Not just a free-for-all
There are greater than a dozen darknet marketplaces in operation. Protected by powerful encryption technology, authorities around the world market onion – https://www.frvmuskie.com/forum2/users/steveingalls20/ have largely failed to contain their growth. A steadily increasing proportion of illicit drug users around the globe report sourcing their drugs online. In Australia, we’ve one of the world’s highest concentrations of darknet drug vendors per capita.
Unlike popular belief, cryptomarkets are not the “lawless spaces” they’re often presented as in the news. Market prohibitions exist on all mainstream cryptomarkets. Universally prohibited goods and services include: hitman services, trafficked human organs and snuff movies.
Although cryptomarkets lie away from realm of state regulation, each one is initiated and maintained by a central administrator who, along with employees or associates, is accountable for the market’s security, dispute resolution between buyers and sellers, and the charging of commissions on transactions.
Administrators will also be ultimately in charge of determining so what can and can’t be sold on their cryptomarket. These decisions are most likely informed by:
the attitudes of the surrounding community comprising buyers and sellers
the extent of consumer demand and supply for certain products
the revenues a niche site makes from commissions charged on transactions
and the perceived “heat” that may be attracted from police force in the trading of particularly dangerous illegal goods and services.
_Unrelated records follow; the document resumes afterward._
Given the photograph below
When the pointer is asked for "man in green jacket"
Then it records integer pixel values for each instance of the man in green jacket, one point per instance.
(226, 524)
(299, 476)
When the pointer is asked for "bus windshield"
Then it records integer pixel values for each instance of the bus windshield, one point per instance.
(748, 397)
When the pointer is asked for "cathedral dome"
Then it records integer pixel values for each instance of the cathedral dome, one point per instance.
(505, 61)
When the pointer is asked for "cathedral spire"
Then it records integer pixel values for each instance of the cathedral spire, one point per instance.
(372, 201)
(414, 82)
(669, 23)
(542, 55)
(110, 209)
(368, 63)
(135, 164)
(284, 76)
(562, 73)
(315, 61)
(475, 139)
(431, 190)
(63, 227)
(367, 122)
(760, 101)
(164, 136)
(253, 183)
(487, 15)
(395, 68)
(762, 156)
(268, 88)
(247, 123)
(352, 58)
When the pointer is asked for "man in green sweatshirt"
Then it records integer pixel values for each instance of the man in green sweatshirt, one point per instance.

Experts delve in to the dark web
A written report from the Australian National University published last week looks at several hundred coronavirus-related products on the market across a dozen cryptomarkets, including supposed vaccines and antidotes.
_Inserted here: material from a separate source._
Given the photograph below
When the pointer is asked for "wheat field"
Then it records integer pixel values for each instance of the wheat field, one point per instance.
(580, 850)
While the study confirms some unscrupulous dark web traders are indeed exploiting the pandemic and seeking to defraud naïve customers, these details should be contextualised with a couple of important caveats.
Firstly, the amount of dodgy covid-related products for sale on the dark web is relatively small. According to this research, they account fully for about 0.2% of listed items. The overwhelming most of products were those we’re already acquainted with – particularly illicit drugs such as for example cannabis and MDMA.
Also, while the analysis focused on products listed on the market, these are most likely listings for products that either do no exist or are listed with the specific intention to defraud a customer.
Thus, the specific sale of fake coronavirus “cures” on the dark web is likely minimal, at best.